Mr. Bartlett to Mr. Seward.
Sir: The two chambers of the Diet of this government met on the 17th ultimo; at the grand hall of the palace, to be formally opened by an address from the throne. The members of the diplomatic corps were present by invitation, and every courtesy extended to them.
The address, of which enclosure No. 1 is a copy, and No. 2 a translation, was read by the King. It presents no remarkable feature to be commented upon, unless it be perhaps the acknowledgment of an extreme solicitude on the part of the government to perfect its armament by means of the latest improved breech-loading rifles, which were obtained from the United States, and to put the country generally in a better state of defense. This, as stated by the address, was rendered necessary by the increase of the armed forces in nearly all the countries of Europe.

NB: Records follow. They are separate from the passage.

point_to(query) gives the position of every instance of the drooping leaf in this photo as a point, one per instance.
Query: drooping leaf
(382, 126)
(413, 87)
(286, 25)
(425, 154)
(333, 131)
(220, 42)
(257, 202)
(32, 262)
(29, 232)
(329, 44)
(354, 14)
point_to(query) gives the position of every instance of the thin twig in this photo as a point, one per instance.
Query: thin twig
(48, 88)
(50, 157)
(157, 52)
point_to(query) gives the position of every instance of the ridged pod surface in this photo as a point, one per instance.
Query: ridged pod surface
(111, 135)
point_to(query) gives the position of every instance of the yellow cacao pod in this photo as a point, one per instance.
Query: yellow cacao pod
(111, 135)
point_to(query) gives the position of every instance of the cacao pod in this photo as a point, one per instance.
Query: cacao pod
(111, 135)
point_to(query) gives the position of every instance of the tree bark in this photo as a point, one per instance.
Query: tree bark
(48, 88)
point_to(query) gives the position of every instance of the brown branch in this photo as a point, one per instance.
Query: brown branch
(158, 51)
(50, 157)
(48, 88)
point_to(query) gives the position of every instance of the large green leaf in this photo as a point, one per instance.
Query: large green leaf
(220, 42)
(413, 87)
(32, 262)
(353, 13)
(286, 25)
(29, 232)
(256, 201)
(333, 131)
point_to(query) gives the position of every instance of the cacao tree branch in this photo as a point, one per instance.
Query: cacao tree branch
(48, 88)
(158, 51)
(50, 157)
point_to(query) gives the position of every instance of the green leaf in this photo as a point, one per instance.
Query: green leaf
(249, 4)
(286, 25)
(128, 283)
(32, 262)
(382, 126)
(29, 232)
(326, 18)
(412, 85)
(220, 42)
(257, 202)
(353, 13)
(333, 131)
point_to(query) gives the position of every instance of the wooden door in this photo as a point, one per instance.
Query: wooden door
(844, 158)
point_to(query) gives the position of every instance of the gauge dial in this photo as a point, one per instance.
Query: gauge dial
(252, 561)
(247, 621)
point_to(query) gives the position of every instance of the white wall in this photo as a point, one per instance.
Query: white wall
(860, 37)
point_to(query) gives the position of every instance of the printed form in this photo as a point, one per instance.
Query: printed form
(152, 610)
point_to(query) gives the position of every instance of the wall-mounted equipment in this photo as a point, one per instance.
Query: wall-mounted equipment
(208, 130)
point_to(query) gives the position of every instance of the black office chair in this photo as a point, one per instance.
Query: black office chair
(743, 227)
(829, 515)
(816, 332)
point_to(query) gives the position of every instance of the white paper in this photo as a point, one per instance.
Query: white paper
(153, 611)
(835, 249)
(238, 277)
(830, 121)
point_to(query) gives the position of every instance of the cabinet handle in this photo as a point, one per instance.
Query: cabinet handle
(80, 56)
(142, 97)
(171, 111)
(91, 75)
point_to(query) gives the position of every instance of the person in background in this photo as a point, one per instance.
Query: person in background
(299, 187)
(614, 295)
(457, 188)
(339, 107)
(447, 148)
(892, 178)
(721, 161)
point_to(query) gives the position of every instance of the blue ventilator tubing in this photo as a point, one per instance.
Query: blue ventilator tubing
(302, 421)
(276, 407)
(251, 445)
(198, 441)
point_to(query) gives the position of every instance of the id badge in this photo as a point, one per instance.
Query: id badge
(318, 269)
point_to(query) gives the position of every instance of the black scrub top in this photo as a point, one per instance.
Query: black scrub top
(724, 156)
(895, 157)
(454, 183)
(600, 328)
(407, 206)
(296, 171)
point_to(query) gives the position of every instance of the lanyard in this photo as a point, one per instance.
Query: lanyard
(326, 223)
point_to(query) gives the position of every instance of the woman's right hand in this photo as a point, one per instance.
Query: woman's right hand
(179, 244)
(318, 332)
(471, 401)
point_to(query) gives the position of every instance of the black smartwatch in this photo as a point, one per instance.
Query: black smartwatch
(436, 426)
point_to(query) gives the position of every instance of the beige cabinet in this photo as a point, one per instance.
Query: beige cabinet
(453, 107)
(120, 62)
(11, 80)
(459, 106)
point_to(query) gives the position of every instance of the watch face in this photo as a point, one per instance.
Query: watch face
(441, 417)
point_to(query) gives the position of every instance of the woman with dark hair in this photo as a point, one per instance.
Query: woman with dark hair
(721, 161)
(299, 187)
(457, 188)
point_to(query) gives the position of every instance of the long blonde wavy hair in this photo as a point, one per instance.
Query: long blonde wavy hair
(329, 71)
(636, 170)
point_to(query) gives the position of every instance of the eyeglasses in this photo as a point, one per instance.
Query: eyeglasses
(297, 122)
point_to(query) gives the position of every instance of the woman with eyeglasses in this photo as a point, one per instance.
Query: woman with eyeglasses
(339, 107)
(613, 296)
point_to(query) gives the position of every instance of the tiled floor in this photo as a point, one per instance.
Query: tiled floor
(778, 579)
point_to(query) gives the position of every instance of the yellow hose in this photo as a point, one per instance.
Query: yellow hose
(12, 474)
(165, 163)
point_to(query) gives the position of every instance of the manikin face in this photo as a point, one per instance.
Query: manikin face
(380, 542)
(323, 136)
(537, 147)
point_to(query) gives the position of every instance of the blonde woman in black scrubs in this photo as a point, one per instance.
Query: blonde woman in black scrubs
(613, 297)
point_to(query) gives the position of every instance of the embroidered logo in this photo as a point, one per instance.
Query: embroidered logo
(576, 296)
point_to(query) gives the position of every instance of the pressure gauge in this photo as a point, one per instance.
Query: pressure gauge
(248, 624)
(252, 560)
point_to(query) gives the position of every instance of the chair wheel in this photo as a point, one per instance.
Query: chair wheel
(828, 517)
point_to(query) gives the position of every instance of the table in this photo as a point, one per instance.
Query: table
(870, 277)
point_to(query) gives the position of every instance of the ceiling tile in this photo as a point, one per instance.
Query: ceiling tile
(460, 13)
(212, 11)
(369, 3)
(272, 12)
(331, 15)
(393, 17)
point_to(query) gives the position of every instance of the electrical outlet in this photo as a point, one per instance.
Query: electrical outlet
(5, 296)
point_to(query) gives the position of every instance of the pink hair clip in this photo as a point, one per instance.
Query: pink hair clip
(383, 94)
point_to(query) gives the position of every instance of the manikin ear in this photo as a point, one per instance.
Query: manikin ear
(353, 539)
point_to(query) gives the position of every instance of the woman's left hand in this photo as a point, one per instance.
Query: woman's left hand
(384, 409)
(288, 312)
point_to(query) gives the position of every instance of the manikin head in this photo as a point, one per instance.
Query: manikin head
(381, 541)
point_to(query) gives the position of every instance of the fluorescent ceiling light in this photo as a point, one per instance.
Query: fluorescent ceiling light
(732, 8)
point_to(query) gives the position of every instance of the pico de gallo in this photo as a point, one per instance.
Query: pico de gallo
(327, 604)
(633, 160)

The destitution in the north of Sweden, spoken of in the address, is very severe, yet everything has been done for the sufferers that it is possible to do, until navigation opens. The people of several of the contiguous countries sent contributions which reached the distressed district before the close of navigation, and the south of Sweden have responded nobly to the cry for relief. The government sent ships with supplies, which were first taken to the extreme northern ports and distributed as the ice drove them southward. A full knowledge of the extent of the famine did not reach me until it was too late for any relief to come from the full granaries of our country. Next spring, however, much good could be rendered them by the sympathizing benevolence of our countrymen. Yet I doubt very much if Sweden is not as able to take care of its own poor as any of the countries of Europe. This famine being confined to a single district of the kingdom, from loss of three consecutive crops, is brought more immediately, in all its terrible details, to the notice of the world than as though the suffering were general throughout an entire country. Therefore, while we sympathize with the poverty here, we overlook an equal amount at present existing in almost every country in Europe.
Sweden, with its rich agricultural south, and vast northern mineral resources, under an enterprising development which has recently inspired capitalists and laborers to greater exertions, is able to sustain three times its present number of inhabitants.
There is a noticeable increase of liberal sentiment evinced by a large, and perhaps the controlling political party of the country, which if carried very much further in the direction of democracy, will soon leave but the shadow of past royal prerogatives for the throne, and make the line of demarcation between a monarchical and republican form of government so dim as to be inconsistent with either.
In diplomatic circles, the difference between our government and England, arising from the Alabama and other claims, is often the subject of conversation. There is but one expression, which is, that England [Page 100]would not be justified in jeopardizing the political and commercial interests of the whole world by refusing an indemnity, which, in their several opinions, our government has more or less right to demand. The payment of our claims is considered vastly disproportionate to the terrible consequences of a war between the two countries. The English minister at this court is not an exception to this general expression of opinion, but freely admits that his government had better pay at once and allay the agitation which daily widens the breach between the two countries.
I have the honor to be, sir, with great respect, your obedient servant,
Hon. William H. Seward, Secretary of State, Washington, D. C.